Kuddus Molla, a farmer in Zajira upazila of Shariatpur, cultivated a host of winter vegetables including brinjal, tomato, and bitter gourd on 110 decimals of land using the cluster farming method.
"I have invested Tk30,000 per bigha, using organic fertilisers and pheromone traps for pest control. Previously, we used to spray pesticides mixed with water to control insects. But the new eco-friendly insect control method – pheromone trap – reduced production costs while inducing safety in farming."
Kuddus Molla was not the only farmer who greatly benefited from the cluster-based safe farming, introduced by the Palli Karma-Sahayak Foundation (PKSF) in the 2013-14 fiscal year.
Thousands of farmers, especially poor and marginal ones, have achieved remarkable success in group vegetable farming over the past decade with the help of PKSF.
The organisation, in collaboration with 36 non-government organisations, provides loans and technical assistance to farmers who then form small groups in their respective localities to cultivate a variety of vegetables using mainly bio-fertilisers and eco-friendly methods.
The PKSF – a national platform for collaboration between government and non-government organisations – first introduced the safe vegetable production programme in Tala upazila of Satkhira under its Integrated Agriculture Unit a decade ago, said Dr Sharif Ahmed Chowdhury, general manager (Programme) of the organisation.

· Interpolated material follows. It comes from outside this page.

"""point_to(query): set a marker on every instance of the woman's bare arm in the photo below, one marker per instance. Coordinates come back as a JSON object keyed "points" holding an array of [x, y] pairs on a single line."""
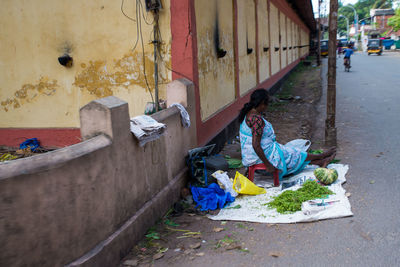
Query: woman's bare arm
{"points": [[256, 142]]}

The programme has since become very popular among cultivators. Currently, around 14,630 farmers in 34 districts are benefiting from this cooperative farming method, which has reduced production costs while fetching more profits, he said.
The main objective of this programme is to create opportunities for safe vegetable production, collection, storage, processing and direct market linkage with producers at relatively low costs.
The Business Standard visited several safe vegetable production clusters in Zajira upazila of Shariatpur in the last week of December.
Some 10 farmers in Mirasha and Laukhola areas of Zajira have cultivated a host of vegetables including cauliflower, cabbage, gourd, bitter gourd, and spinach on 319 decimals of land, equipped with pheromone traps, an eco-friendly insect control method, set up at an interval of 20 feet.
Naria Unnayan Samity (Nusa), a cooperative organisation of the PKSF, is implementing these cultivation clusters with PKSF funding.
Matiur Rahman, one of the vegetable farmers, told TBS, "The demand for these vegetables is high in the market with prices slightly higher than regular vegetables. Prices can reach even higher with some more promotions."
"We mainly use organic manure made from cow dung and compost – a mixture of ingredients used as plant fertiliser – to improve the land fertility. Chemical fertilisers are also applied but in small amounts, thereby reducing our production cost by one-fourth," he added.
"I started selling cauliflowers at the beginning of December. Initially, the wholesale price was Tk32 per kg. The total cost of production was Tk50,900 and I expect to earn Tk1,80,000 just by selling cauliflower," Matiur Rahman added.
Dr Nomita Halder, managing director of PKSF, said, "We train farmers and encourage them to produce safe vegetables using vermicompost, manure, and Trico-compost."
"We lean towards organic farming but chemical fertilisers (about 10%) have to be applied in small amounts in order to boost production," she added.
According to the Naria Unnayan Samity (Nusa), this cultivation process keeps the environment safe. There is no need to use pesticides, so the farmer does not suffer from respiratory or other diseases.
Farmers in 92 upazilas have come under the programme so far by cultivating vegetables in 2,415 clusters. The PKSF has set up 27 sales centres to aid marketing.
Dr Sharif Ahmed Chowdhury, general manager of PKSF, told TBS, "Farmers often make their own sales centres but in some cases, we set up centres for them so that wholesalers can buy directly from there. We also have plans to set up cold storage to store vegetables."
"Aside from providing financial, technical and legal support to farmers, we have trained about 1147 farmers across the country. Growing safe vegetables is not ecologically safe but also saves farmers 10% of costs in production," he said.
"We are assisted by the Agriculture Extension Officers of the Department of Agricultural Extension. They inspect the field and certify the production process. They also determine the amount of fertiliser and organic contents that need to be used. We call it safe vegetable cultivation as the method is safe," Sharif Ahmed added.
Shariatpur Development Society (SDS) has long been encouraging farmers to grow safe vegetables in Zajira upazila with the funding of PKSF. Alongside Satkhira, this method was also introduced in this area in the fiscal year 2013-14 with only three farmers willing to participate.
At present, 85 farmers in the area are cultivating bitter gourd, gourd, brinjal, sponge gourd, and snake gourd on about 30 acres of land under the supervision of SDS.